"Merchant of Death" Viktor Bout Headed for U.S. Justice

Suspected Russian arms smuggler Viktor Bout is led off a car by armed Thai police commandos as he arrives at the criminal court in Bangkok, Thailand, Oct. 5, 2010.
AP
Suspected Russian arms smuggler Viktor Bout is led off a car by armed Thai police commandos as he arrives at the criminal court in Bangkok, Thailand, Oct. 5, 2010.
AP

This story was filed by CBS News investigative producer Pat Milton. (Last Updated 9:14 a.m.
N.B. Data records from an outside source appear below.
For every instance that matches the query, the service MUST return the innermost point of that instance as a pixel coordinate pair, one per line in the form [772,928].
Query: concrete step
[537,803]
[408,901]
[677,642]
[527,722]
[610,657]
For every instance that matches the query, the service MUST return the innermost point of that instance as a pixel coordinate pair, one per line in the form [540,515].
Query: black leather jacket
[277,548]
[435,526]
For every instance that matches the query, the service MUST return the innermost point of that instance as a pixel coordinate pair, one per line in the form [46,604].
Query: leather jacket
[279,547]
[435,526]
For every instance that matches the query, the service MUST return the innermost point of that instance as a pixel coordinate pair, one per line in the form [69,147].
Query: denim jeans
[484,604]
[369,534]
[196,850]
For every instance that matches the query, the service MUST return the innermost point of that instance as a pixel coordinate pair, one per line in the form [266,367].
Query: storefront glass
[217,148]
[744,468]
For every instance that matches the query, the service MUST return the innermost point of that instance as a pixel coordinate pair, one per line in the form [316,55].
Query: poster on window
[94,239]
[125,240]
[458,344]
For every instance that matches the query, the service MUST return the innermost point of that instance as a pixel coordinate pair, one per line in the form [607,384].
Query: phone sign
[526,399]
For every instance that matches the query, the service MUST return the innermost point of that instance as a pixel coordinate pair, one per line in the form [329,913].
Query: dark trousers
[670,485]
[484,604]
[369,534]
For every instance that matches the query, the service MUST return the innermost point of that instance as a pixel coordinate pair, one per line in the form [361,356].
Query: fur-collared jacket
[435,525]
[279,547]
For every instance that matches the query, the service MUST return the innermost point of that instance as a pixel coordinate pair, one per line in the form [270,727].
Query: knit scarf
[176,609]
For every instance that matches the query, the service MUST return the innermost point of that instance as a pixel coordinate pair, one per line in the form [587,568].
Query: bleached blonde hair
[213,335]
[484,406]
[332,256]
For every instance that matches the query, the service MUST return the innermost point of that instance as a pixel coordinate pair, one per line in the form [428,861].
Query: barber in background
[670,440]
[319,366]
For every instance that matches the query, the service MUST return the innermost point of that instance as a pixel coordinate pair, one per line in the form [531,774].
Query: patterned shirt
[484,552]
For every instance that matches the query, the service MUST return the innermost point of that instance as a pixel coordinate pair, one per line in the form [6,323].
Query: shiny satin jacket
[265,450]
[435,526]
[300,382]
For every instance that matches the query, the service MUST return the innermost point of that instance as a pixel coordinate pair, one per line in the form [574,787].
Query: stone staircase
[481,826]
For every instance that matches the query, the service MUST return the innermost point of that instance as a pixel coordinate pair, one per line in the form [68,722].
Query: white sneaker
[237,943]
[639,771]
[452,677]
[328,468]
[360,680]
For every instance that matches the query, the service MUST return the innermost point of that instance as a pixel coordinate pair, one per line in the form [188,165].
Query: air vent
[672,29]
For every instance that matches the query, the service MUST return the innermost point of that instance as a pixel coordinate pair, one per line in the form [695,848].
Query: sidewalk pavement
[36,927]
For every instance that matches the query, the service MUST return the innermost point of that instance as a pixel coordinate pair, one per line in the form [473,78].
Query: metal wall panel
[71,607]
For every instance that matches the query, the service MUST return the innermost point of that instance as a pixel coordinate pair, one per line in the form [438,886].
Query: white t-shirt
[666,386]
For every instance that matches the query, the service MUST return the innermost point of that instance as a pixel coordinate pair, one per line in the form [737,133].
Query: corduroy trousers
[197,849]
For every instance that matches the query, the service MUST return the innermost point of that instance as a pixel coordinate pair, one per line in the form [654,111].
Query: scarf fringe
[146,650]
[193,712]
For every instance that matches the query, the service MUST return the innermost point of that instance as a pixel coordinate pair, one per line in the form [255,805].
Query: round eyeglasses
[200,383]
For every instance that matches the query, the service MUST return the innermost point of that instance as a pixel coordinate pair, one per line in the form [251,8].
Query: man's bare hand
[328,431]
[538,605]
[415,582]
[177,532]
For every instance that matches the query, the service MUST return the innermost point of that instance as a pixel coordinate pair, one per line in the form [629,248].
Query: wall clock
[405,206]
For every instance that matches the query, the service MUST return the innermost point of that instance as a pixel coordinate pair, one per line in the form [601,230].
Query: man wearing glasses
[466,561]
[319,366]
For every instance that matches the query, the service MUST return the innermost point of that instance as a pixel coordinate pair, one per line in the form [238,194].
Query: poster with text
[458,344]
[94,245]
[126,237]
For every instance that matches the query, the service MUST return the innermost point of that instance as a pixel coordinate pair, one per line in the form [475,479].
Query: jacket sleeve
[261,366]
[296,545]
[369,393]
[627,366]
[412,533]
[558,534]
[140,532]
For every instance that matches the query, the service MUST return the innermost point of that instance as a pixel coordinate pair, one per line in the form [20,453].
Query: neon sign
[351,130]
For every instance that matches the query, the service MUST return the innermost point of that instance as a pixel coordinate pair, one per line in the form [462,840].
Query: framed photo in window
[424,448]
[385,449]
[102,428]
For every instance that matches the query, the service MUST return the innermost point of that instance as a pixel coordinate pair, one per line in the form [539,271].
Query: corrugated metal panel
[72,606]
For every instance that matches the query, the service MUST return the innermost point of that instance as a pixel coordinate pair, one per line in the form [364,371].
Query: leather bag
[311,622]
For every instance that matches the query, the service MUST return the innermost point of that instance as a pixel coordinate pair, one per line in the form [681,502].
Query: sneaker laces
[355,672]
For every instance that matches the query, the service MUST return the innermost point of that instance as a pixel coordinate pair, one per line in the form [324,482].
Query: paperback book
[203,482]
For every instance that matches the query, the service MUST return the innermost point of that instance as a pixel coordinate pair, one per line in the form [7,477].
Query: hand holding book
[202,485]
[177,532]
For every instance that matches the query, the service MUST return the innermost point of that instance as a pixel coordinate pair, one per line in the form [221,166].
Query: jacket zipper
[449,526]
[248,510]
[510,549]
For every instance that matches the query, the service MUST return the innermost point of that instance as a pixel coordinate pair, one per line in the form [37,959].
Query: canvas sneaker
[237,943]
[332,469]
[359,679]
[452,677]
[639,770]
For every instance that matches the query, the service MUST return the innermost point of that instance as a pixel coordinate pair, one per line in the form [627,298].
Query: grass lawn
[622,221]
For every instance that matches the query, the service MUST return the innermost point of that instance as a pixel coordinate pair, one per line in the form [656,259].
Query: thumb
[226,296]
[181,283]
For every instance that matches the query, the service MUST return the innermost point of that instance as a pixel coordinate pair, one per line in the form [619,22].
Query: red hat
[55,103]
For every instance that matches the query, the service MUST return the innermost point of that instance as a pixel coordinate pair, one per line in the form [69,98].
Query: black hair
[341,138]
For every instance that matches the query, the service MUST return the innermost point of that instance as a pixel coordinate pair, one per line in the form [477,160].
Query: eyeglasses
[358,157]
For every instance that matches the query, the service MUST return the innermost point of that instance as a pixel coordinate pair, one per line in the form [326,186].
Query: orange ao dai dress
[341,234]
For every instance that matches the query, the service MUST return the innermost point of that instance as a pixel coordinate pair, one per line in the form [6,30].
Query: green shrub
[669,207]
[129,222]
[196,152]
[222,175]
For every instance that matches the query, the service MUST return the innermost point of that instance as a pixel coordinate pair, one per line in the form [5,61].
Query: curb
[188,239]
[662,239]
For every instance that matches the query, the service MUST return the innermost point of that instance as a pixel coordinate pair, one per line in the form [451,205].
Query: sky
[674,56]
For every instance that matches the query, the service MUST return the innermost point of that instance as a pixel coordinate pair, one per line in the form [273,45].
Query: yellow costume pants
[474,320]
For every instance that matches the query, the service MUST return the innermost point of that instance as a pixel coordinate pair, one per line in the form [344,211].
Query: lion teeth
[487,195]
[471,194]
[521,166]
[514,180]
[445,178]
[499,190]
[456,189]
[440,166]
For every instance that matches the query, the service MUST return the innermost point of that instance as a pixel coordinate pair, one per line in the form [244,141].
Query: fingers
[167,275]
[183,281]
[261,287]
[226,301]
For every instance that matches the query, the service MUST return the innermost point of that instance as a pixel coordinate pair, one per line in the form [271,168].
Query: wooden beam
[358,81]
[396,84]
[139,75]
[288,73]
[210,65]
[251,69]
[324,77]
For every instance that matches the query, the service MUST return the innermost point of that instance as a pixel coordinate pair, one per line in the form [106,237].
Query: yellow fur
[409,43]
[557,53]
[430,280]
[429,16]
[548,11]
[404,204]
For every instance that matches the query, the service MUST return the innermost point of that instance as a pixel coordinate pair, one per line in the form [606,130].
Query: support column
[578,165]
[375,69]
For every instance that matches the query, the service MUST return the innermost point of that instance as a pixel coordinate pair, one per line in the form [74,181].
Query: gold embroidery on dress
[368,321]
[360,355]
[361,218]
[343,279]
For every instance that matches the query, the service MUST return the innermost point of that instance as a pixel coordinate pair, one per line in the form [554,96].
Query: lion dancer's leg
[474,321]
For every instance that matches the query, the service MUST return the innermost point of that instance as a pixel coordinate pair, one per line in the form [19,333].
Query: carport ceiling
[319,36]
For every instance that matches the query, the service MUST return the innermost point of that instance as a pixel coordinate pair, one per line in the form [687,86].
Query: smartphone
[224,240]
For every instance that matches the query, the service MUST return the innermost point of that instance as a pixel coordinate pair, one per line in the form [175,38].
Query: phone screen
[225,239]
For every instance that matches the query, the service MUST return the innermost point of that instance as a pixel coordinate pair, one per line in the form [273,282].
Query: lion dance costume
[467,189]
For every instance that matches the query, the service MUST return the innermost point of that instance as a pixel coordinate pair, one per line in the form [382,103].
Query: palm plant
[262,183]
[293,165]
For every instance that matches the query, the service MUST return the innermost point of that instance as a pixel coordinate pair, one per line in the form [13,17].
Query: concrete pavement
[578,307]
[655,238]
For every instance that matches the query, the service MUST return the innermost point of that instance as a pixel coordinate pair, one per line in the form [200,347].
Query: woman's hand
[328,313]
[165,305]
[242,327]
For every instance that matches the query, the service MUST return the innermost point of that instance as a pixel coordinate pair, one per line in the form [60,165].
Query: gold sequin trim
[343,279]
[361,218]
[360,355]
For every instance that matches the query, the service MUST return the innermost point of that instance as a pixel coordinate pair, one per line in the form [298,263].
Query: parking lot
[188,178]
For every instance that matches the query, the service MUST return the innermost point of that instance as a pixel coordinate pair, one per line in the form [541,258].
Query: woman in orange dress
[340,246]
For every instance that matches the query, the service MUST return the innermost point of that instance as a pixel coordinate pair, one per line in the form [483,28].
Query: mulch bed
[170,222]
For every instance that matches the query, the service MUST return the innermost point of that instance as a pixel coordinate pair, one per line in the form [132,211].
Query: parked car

ET)

Suspected Russian arms dealer Viktor Bout is on his way from Thailand to the United States Tuesday to face terrorism related charges after Thai officials agreed to the extradition request by U.S. authorities, ending a two year tug of war between Washington and Moscow, sources tell CBS News.

Bout, dubbed the "Merchant of Death," was brought from prison to a Thai airport under heavy police guard, including sniper teams, and led onto a U.S. charter jet accompanied by officials from the Drug Enforcement Administration.

A law enforcement official told The Associated Press that Bout's plane is expected to land in New York around 9 p.m. EST tonight, but declined to name the airport out of security concerns. A press conference with Federal prosecutors is planned for Wednesday morning in New York City.

Bout, 43 (and portrayed in the movie "Lord of War" by actor Nicolas Cage), was arrested more than two years ago at a luxury hotel in Bangkok during a DEA-led sting operation.

A former Soviet military officer, Bout is suspected of being one of the world's most prolific weapons dealers, selling arms to various dictators and rebels — and, in doing so, fueling bloody conflicts in Africa, South America and the Middle East.

Bout claims he ran a legitimate air transport business and denies the charges against him.

He is under indictment in the U.S. on terrorism-related charges.

In August, a Thai court ruled that Bout could be extradited to the United States. On Tuesday, the Thai cabinet and Prime Minister agreed to the extradition, clearing the final legal hurdle just days before Bout's extradition order was set to expire.

Russia's government pressured Thai officials to deny the U.S. extradition request for years as the U.S. government lobbied to see Bout face justice on American soil.